Atmospheric pressure ionization mass spectrometer (APIMS) is highly sensitive and can perform ionization at the atmospheric pressure, and thus is very convenient for the desired combination with the liquid chromatograph (LC). Horning et al proposed a liquid chromatograph/atmospheric pressure ionization mass spectrometer (LC/APIMS). [Anal. Chem. 47 2369 (1975); J. Chromatogr. 99 13 (1974)]. Since then, the present inventors also proposed an interface for LC/MS, where an effluent from the liquid chromatograph (LC) is atomized by an ultrasonic vibrator and mass-analyzed in the atmospheric pressure ionization mass spectrometer (APIMS). For example, such an interface for LC/MS is disclosed in Japanese Laid-open Utility Model Publication No. 167467 (1981). FIG. 1 shows a basic structure of the interface for LC/MS, where an effluent from liquid chromatograph (LC) column 1 in a liquid chromatograph 13 is continuously supplied to the surface of an ultrasonic vibrator 9 along a guide wire 10 for the LC effluent, and atomized on the surface of the ultrasonic vibrator 9, and the resulting mists are carried into the ion source 11 of an atmospheric pressure ionization mass spectrometer (APIMS) 15 comprising the ion source 11 and an analyzer 7 together with a carrier gas from a carrier gas inlet pipe 2.

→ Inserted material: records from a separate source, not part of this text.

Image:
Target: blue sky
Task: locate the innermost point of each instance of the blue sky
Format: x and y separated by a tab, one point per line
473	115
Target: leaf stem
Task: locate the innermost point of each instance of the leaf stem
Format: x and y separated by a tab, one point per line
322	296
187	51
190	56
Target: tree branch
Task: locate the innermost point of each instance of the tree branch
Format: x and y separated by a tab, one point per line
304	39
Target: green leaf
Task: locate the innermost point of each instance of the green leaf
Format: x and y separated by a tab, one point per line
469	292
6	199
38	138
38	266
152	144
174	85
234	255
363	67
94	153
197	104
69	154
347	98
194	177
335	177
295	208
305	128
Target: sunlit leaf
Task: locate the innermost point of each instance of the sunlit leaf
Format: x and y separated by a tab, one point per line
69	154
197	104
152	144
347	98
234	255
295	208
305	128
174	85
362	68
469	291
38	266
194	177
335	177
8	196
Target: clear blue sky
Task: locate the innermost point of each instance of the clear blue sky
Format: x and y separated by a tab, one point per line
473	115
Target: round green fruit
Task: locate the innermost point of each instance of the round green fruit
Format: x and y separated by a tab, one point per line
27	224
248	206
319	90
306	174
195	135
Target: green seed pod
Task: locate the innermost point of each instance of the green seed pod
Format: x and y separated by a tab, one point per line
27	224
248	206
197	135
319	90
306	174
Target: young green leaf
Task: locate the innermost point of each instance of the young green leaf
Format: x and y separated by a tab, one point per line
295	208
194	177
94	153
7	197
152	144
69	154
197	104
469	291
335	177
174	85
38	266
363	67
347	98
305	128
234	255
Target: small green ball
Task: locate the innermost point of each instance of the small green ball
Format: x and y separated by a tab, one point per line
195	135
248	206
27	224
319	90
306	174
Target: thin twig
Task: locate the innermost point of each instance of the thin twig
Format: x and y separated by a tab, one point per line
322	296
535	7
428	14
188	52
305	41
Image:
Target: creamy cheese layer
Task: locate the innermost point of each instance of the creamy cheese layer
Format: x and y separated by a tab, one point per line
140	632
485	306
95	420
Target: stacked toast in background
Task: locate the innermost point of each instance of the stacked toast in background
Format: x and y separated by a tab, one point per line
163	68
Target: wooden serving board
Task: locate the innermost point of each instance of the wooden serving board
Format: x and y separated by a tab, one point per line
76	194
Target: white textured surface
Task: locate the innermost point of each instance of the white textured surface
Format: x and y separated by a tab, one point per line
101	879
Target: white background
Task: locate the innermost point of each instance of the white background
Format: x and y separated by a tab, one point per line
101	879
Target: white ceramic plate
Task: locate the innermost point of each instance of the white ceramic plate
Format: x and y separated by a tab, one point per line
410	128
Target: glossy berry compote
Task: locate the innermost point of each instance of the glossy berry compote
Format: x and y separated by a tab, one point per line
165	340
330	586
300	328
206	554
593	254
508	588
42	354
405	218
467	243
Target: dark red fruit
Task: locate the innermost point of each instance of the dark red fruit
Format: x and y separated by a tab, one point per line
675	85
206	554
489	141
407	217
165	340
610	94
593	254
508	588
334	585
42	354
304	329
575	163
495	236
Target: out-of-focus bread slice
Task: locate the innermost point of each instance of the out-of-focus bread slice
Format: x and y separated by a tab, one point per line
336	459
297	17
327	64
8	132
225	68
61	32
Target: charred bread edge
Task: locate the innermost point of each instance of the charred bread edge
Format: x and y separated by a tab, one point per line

The ion source 11 comprises a heater 5 for making the mists generated by the ultrasonic vibrator 9 finer, a corona discharge electrode 6 for ionizing the samples, and an outlet pipe 8 for eliminating an excess gas. The carrier gas and samples can be efficiently ionized at the atmospheric pressure. After the ionization, ions are carried into the analyzer 7 and mass-analyzed.
In the foregoing structure, the ultrasonic vibrator 9 is used, as such, for the atomizing, and thus the volume of the interface for LC/MS 14, that is, the dead volume indicated by dotted line 12 is increased by amount corresponding to the area of ultrasonic vibrator 9.
Generally, the diffusion rate is proportional to a difference in concentration between the two sides at the boundary surface, that is, a concentration gradient, and also to a cross-section of the boundary surface at the same time. To suppress the diffusion of a substance, the cross-section of the boundary surface must be thus reduced, and the time required for passing through the boundary surface must be shortened. That is, in the interface for LC/MS 14 the diffusion rate of a substance greatly depends on volume 12 of the interface. In other words, if the volume of the interface for LC/MS is large, as indicated by dotted line 12, samples successfully separated from one another in LC column 1 will be mixed together again due to the high diffusion rate. This has been a problem in the conventional interface.